Abrirse paso y forjar una conexión con alguien que se esfuerza por sobrevivir y que puede sentirse defraudado por otros que han intentado ayudarle antes, requiere compasión y persistencia.

"La sociedad en general tiene una visión negativa de la gente que está fuera. Pero cuando empiezas a conocer a la gente, te das cuenta de que son personas normales", explica. "Y si has estado demasiado tiempo aislado fuera, entonces te sientes muy desconectado de tu propia comunidad. Vives aquí, pero estás muy desconectado".

Atwood rompe ese aislamiento conociendo a las personas a las que ayuda y generando confianza poco a poco. El primer paso es "empezar a hablar de lo que es importante para la persona con la que hablas", explica. "Puede que su primer objetivo no sea la vivienda, así que se trata de averiguar qué es lo que buscan y cómo puedo ayudarles a conseguirlo".

Los servicios que presta Atwood varían mucho en función de las necesidades de cada cliente, y esas necesidades pueden cambiar a medida que crece su relación con el cliente. Puede tratarse de ayudarles a sustituir un documento de identidad perdido o robado, a conseguir una dirección postal o a resolver deudas pasadas o antecedentes penales, todos ellos obstáculos para acceder a la vivienda y los servicios. Puede ser trabajar con el cliente para concertar citas con un proveedor de atención sanitaria y llevarle a esas citas. También puede ayudarles a inscribirse en las prestaciones públicas a las que tienen derecho, como la ayuda alimentaria, Medicaid o la ayuda federal por discapacidad.

Y a menudo incluye ayudar a los clientes a trasladarse a camas de acogida u obtener ayudas para el alquiler de pisos, a través de programas financiados por el Departamento de Servicios a los Sin Techo.

De las calles a la vivienda, las conexiones continúan

Para el equipo de Cascadia, el trabajo no termina en la calle.
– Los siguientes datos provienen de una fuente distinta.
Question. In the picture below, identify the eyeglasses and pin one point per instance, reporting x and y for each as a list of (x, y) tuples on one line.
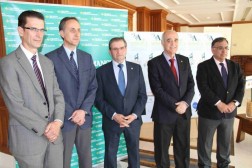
[(34, 29), (117, 49), (222, 48)]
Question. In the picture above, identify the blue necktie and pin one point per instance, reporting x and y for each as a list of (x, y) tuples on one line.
[(224, 74), (121, 80), (74, 66)]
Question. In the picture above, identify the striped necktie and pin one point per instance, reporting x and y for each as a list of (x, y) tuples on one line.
[(224, 74), (121, 79), (173, 69), (74, 66), (39, 77)]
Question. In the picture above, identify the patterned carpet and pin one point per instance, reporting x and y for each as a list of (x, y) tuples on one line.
[(147, 159)]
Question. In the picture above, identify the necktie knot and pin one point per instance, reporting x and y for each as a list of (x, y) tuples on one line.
[(71, 54), (121, 79), (173, 69), (120, 66), (224, 74), (33, 58), (172, 61)]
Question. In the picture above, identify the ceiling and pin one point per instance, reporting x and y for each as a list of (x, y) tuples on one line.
[(198, 12)]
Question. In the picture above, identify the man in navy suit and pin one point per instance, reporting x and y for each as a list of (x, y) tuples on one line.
[(75, 73), (172, 84), (121, 98), (221, 85)]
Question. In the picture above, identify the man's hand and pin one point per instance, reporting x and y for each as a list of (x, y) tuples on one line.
[(181, 107), (120, 119), (231, 106), (223, 108), (78, 117), (52, 131), (130, 118)]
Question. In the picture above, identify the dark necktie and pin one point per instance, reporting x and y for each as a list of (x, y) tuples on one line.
[(174, 71), (121, 79), (224, 74), (39, 77), (74, 66)]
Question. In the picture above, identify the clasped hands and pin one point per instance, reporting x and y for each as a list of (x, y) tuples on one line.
[(78, 117), (52, 130), (226, 108), (181, 107), (122, 120)]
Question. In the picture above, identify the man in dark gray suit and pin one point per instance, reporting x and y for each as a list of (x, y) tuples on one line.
[(75, 72), (33, 98), (221, 85), (121, 98), (172, 84)]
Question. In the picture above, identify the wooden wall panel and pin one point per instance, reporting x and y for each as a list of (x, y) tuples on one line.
[(158, 20)]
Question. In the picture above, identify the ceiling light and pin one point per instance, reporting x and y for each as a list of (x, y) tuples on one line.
[(161, 3)]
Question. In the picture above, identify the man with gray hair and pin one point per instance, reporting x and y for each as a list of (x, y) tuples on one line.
[(172, 84)]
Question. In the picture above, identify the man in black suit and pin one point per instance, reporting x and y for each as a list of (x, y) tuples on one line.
[(172, 84), (75, 73), (221, 85), (121, 98)]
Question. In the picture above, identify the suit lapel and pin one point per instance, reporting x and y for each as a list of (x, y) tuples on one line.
[(112, 78), (64, 58), (81, 67), (24, 62)]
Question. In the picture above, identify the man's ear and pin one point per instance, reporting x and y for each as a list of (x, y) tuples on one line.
[(62, 34), (20, 31)]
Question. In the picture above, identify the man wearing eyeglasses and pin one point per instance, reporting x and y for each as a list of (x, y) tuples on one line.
[(172, 84), (33, 98), (75, 72), (121, 98), (221, 85)]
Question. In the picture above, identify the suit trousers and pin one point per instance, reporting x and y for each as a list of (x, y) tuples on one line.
[(50, 157), (112, 138), (82, 140), (206, 130), (180, 131)]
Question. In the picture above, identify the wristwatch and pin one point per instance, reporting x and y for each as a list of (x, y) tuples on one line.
[(236, 103)]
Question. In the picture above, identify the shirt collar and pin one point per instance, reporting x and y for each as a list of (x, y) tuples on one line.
[(218, 62), (115, 64), (68, 51), (27, 53), (168, 57)]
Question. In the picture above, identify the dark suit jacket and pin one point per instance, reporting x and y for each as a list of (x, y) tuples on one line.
[(166, 90), (212, 89), (109, 99), (77, 95)]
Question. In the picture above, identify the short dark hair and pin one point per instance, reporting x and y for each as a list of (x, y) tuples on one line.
[(218, 39), (29, 13), (64, 20), (117, 39)]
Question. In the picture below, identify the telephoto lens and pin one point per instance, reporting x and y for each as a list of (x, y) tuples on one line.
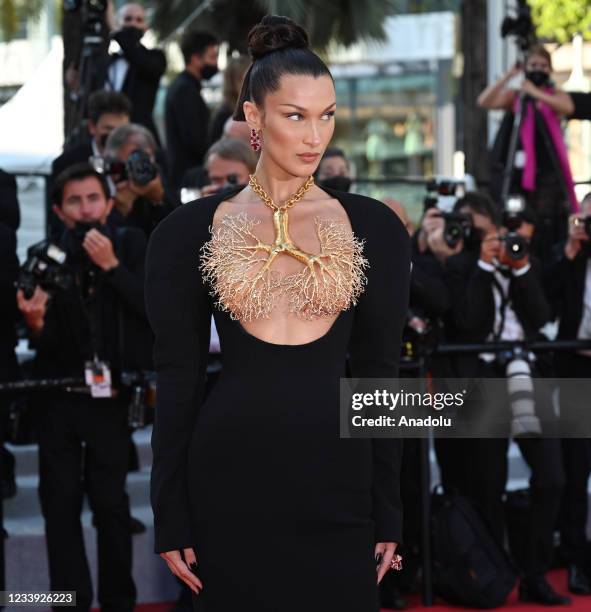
[(515, 245)]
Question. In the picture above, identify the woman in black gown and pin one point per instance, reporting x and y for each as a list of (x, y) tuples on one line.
[(258, 503)]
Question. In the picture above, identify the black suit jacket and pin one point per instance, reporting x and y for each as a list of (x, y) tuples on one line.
[(472, 315), (187, 125), (124, 337), (146, 67), (565, 284)]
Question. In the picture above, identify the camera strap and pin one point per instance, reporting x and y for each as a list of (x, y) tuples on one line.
[(97, 373), (505, 301)]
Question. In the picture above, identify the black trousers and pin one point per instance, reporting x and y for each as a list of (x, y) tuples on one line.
[(478, 468), (576, 453), (66, 470)]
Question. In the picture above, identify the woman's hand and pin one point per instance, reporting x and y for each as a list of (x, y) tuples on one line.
[(181, 568), (384, 553)]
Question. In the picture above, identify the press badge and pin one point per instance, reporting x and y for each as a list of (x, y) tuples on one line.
[(98, 377), (520, 159)]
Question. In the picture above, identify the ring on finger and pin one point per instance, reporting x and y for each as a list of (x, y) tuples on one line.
[(396, 563)]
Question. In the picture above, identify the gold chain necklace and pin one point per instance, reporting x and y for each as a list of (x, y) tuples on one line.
[(294, 199), (239, 264)]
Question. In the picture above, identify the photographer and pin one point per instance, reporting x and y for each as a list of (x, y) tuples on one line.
[(569, 289), (107, 110), (141, 200), (94, 329), (541, 169), (228, 163), (497, 295), (136, 70)]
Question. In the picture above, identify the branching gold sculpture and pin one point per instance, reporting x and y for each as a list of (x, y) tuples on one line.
[(238, 266)]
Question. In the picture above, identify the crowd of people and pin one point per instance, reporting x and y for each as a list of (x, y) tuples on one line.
[(112, 188)]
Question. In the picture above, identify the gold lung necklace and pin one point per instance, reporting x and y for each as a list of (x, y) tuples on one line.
[(238, 264)]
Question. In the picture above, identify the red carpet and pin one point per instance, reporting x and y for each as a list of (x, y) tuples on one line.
[(557, 578)]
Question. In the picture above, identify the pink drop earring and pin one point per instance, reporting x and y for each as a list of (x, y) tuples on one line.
[(255, 140)]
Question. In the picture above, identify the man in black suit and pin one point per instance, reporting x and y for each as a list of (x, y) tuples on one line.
[(135, 70), (186, 114), (495, 298), (137, 205), (569, 289), (95, 326), (107, 110)]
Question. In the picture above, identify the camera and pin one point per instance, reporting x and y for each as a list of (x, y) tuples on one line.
[(443, 194), (45, 267), (139, 167), (516, 246), (520, 26), (93, 18)]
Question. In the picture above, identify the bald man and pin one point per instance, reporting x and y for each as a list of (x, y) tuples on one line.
[(135, 70)]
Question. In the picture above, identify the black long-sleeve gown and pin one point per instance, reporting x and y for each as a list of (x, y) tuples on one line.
[(282, 513)]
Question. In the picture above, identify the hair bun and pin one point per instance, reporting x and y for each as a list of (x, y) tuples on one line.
[(274, 33)]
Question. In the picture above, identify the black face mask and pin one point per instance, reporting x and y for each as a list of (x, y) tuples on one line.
[(134, 34), (538, 77), (103, 140), (338, 183), (208, 71)]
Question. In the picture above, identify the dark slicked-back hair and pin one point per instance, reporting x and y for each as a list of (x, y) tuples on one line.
[(277, 46)]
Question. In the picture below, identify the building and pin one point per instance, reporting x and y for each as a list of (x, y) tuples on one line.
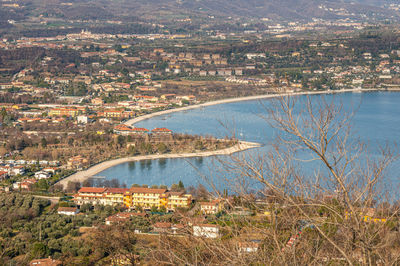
[(122, 217), (154, 197), (103, 196), (177, 200), (248, 247), (206, 230), (77, 162), (127, 130), (45, 262), (26, 184), (168, 228), (3, 175), (211, 207), (71, 112), (161, 227), (42, 175), (144, 197), (161, 131), (68, 211), (113, 196)]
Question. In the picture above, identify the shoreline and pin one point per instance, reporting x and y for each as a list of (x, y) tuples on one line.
[(95, 169), (241, 146), (133, 121)]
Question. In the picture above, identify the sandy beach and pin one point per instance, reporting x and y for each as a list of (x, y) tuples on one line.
[(92, 171), (133, 121), (241, 146)]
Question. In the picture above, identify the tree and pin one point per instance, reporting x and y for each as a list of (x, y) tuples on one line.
[(115, 243), (321, 193), (346, 184)]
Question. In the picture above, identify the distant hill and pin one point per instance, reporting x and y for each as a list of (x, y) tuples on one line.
[(170, 9)]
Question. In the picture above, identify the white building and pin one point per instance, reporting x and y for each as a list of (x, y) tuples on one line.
[(68, 210), (42, 175), (206, 230)]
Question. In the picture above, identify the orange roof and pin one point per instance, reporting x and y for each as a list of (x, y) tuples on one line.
[(162, 225), (140, 129), (92, 190), (46, 262), (117, 190), (66, 209), (147, 190), (163, 129)]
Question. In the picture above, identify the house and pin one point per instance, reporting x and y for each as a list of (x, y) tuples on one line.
[(161, 227), (122, 217), (45, 262), (3, 175), (25, 184), (206, 230), (89, 195), (103, 196), (17, 170), (248, 247), (127, 130), (82, 119), (144, 197), (161, 131), (211, 207), (77, 162), (42, 175), (68, 211), (155, 197)]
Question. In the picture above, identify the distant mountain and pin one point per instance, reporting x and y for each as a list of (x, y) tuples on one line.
[(171, 9)]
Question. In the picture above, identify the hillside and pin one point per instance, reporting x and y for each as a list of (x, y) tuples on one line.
[(169, 9)]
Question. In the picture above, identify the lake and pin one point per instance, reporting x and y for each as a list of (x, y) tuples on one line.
[(377, 121)]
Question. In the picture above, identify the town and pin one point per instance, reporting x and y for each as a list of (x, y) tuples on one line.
[(77, 78)]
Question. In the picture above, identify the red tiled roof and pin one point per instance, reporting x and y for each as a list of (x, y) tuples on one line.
[(92, 190), (140, 129), (206, 225), (66, 209), (117, 190), (162, 225), (46, 262), (163, 129), (147, 190)]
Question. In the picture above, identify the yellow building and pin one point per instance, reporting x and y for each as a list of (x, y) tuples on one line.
[(102, 196), (177, 200), (154, 197), (64, 112)]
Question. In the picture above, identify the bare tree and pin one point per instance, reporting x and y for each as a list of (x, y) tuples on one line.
[(336, 195), (322, 195)]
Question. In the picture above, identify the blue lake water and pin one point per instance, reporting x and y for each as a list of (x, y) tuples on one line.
[(376, 121)]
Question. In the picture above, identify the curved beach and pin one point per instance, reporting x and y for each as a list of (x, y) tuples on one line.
[(92, 171), (133, 121), (241, 146)]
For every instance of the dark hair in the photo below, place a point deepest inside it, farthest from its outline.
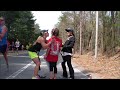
(55, 32)
(42, 32)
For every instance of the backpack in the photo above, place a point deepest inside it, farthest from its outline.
(55, 48)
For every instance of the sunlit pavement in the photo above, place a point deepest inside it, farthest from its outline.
(21, 67)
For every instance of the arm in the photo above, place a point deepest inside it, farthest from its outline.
(71, 43)
(4, 30)
(44, 45)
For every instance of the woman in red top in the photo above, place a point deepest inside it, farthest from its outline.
(53, 52)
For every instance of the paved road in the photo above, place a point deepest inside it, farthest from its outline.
(21, 67)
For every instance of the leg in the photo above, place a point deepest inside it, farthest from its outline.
(64, 67)
(6, 59)
(70, 67)
(36, 69)
(4, 52)
(51, 70)
(55, 69)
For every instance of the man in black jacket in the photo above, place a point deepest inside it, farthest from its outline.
(67, 53)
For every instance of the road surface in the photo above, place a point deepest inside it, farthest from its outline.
(21, 67)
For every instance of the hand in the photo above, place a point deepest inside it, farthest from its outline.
(45, 56)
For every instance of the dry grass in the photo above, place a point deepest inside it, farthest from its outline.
(105, 68)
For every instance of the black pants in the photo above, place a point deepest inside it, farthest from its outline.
(71, 71)
(53, 65)
(3, 48)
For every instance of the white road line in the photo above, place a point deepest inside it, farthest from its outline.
(19, 71)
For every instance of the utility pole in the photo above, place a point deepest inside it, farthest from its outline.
(96, 38)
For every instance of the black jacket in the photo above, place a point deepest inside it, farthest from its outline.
(69, 44)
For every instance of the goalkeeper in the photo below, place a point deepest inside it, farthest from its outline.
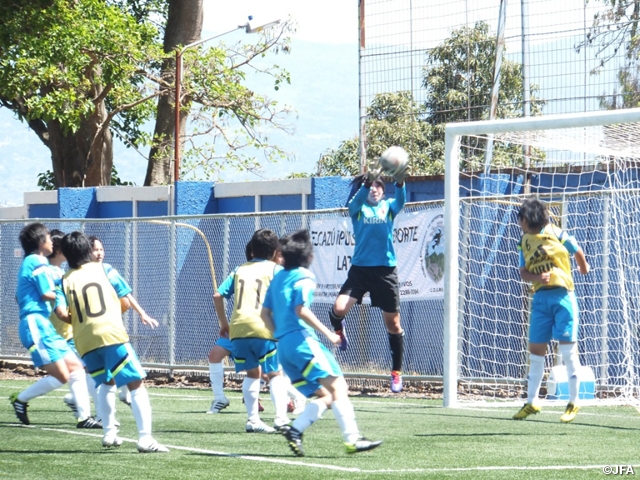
(545, 252)
(373, 266)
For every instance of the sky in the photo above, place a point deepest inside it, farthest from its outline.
(324, 93)
(323, 64)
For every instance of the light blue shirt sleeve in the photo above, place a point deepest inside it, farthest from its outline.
(119, 284)
(226, 288)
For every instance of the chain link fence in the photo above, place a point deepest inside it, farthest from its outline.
(174, 265)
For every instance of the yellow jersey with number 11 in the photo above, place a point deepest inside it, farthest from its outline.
(545, 252)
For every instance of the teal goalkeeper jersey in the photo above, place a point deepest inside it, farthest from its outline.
(373, 228)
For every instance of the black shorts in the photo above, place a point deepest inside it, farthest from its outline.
(380, 282)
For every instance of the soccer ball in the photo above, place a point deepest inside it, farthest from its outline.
(393, 160)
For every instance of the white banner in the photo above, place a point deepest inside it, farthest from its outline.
(419, 243)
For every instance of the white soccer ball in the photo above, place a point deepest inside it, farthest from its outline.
(393, 159)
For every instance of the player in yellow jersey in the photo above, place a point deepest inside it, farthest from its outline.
(102, 341)
(545, 251)
(64, 329)
(254, 348)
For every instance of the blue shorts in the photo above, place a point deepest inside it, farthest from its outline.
(306, 360)
(114, 361)
(554, 314)
(41, 339)
(227, 344)
(250, 353)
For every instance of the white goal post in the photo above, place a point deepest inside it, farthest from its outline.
(586, 166)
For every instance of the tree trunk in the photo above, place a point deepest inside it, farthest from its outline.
(75, 162)
(184, 26)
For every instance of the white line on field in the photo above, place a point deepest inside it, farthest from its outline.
(299, 463)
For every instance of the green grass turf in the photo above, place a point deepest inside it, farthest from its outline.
(421, 440)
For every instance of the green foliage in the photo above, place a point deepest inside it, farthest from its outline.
(71, 55)
(68, 64)
(228, 119)
(46, 180)
(457, 77)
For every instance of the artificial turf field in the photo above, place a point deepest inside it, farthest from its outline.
(421, 440)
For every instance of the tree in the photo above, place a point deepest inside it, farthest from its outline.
(81, 71)
(457, 77)
(615, 31)
(59, 61)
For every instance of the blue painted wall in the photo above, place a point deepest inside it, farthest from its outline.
(153, 209)
(78, 203)
(45, 210)
(273, 203)
(422, 320)
(115, 209)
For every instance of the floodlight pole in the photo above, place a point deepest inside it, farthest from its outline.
(249, 27)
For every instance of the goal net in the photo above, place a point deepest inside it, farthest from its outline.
(586, 168)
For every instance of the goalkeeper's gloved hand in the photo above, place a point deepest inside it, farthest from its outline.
(400, 175)
(373, 173)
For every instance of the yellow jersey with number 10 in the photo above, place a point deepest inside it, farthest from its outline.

Como gestora de casos, Atwood sigue visitando y trabajando con los clientes que encuentran refugio temporal o vivienda, ayudándoles a permanecer en sus hogares a largo plazo.

"Apoyamos a la gente en sus hogares cuando consiguen una vivienda para que desarrollen sus capacidades y la mantengan", dijo. "No se trata sólo de encontrar una vivienda, sino de conservarla".

Tras visitar a la mujer que vive a la intemperie, Atwood vuelve al coche para visitar a algunos de sus clientes que prosperan en refugios y apartamentos. Faltan pocos días para Navidad, así que su principal objetivo es entregar cajas de comida, juguetes y otros regalos donados para los clientes de Cascadia.

Se detiene en una calle residencial al este del condado de Multnomah para conocer a una mujer que acaba de mudarse a un apartamento con su hijo pequeño. La clienta saluda a Atwood con un abrazo y le cuenta todo lo que le pasa en la vida, incluso le habla de su nuevo trabajo. Atwood le entrega una caja de alimentos junto con regalos y un abrigo de invierno para su hijo.

Es una visita breve, pero Atwood volverá pronto, y lo mismo puede decirse de los demás clientes que atiende.

"¿Mi parte favorita de mi trabajo? Cuando alguien entra y coge sus llaves", dice. "Puedes ver los cambios físicos y de humor de la gente con solo estar dentro".

"La mayoría de la gente quiere vivir en algún sitio, pero aún no tiene las herramientas para conseguirlo", afirma. "La gente quiere sentirse segura en algún sitio. Creo que ésa es la clave".